Este apoio mútuo também ocorre de forma motivacional, quando algum trabalhador perde sua fé na suposta meritocracia referente ao trabalho uberizado, o outro terá a função de torná-lo crente outra vez.
É a partir destas dinâmicas que surgem os trabalhadores-gerentes, que socializam, fiscalizam e supervisionam a si mesmos e aos outros, ensinando como se deve executar o trabalho e como se deve imaginar que tudo depende apenas de si, que é possível definir os seus ganhos e a qualidade do seu trabalho.
Dentro desta mesma linha de raciocínio, podemos pensar que há um processo de cooptação da cooperação por parte das empresas, que não prestam nenhum tipo de suporte ao trabalhador, fazendo com que estes, entre si, acabem por acumular e executar também estas funções.
A precarização do trabalho vai além do que é materialmente visível e vem assumindo novas facetas que naturalizam o acúmulo de funções não remuneradas, deixando os trabalhadores cada vez menos amparados, criando a necessidade de formas de apoio mútuo para que seja possível se aproximar de um mínimo de segurança acerca da possibilidade de um rendimento suficiente para a reprodução da vida.

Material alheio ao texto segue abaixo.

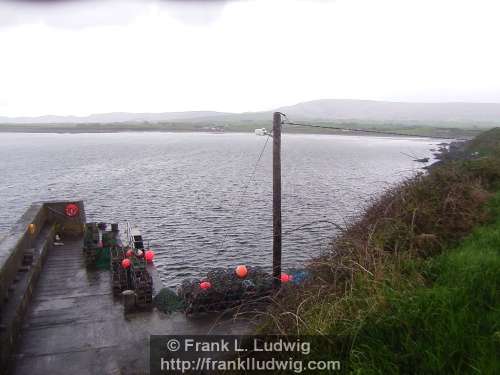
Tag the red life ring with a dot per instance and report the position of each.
(71, 210)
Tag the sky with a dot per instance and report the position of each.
(84, 57)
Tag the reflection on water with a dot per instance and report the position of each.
(183, 190)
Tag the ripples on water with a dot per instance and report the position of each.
(182, 189)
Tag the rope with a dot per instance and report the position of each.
(238, 206)
(366, 130)
(337, 226)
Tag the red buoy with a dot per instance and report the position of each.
(71, 210)
(126, 263)
(205, 285)
(149, 255)
(285, 278)
(241, 271)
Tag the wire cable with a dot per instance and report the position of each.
(252, 176)
(367, 130)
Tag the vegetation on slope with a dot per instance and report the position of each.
(411, 287)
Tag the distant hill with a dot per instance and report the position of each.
(317, 110)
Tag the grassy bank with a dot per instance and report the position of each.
(450, 130)
(413, 285)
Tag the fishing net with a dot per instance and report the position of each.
(226, 289)
(168, 301)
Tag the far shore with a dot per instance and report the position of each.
(411, 131)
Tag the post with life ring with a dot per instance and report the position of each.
(276, 200)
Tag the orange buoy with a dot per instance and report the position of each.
(126, 263)
(205, 285)
(285, 278)
(149, 255)
(241, 271)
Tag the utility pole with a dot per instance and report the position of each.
(276, 200)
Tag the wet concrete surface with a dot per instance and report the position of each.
(75, 326)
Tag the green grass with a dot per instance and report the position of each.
(412, 286)
(449, 327)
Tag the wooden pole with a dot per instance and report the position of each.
(276, 200)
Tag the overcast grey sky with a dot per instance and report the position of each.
(83, 57)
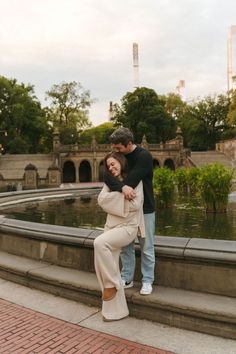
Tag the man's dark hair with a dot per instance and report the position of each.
(122, 136)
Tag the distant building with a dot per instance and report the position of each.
(231, 72)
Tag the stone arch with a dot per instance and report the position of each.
(156, 163)
(85, 171)
(101, 171)
(170, 164)
(68, 172)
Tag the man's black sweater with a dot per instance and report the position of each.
(140, 168)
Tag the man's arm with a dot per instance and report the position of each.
(118, 186)
(143, 166)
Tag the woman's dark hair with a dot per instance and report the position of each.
(119, 157)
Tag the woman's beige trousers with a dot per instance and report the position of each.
(107, 248)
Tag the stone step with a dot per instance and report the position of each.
(202, 312)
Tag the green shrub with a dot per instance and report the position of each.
(163, 185)
(215, 182)
(193, 174)
(181, 179)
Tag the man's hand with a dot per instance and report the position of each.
(129, 192)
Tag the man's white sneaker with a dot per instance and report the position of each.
(146, 289)
(127, 284)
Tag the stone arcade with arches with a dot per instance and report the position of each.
(78, 163)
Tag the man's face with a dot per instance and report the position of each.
(122, 148)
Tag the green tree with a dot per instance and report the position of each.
(68, 110)
(204, 122)
(143, 112)
(174, 105)
(231, 116)
(22, 117)
(101, 133)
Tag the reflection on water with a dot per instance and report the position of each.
(186, 218)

Esta constatação foi baseada no depoimento de um uberista que entende como empoderamento o que é simplesmente precarização:
É uma geração de empoderamento… tu toma as tuas próprias decisões, tu escolhe a tua rota, como tu vai concluir aquele serviço… como tu vai te posicionar, tanto com o comerciante, quanto com o aplicativo, quanto com o cliente que vai receber… fica a teu critério como resolver cada situação, desde o momento em que tu aceita a corrida, vai lá retira o pedido, trata com as pessoas que tão lá no restaurante, trata com o cliente… é tudo contigo. Isso se chama empowerment.
A auto responsabilização é a forma mais engenhosa de exploração. O trabalhador interioriza as normas e a ideologia responsáveis pela sua situação subordinada e explorada. Os termos mistificados, de preferência em inglês, justificam o novo mundo do trabalho.
Henrique Weiss é aluno do Programa de Pós-Graduação em Sociologia da Universidade Federal do Rio Grande do Sul (UFRGS).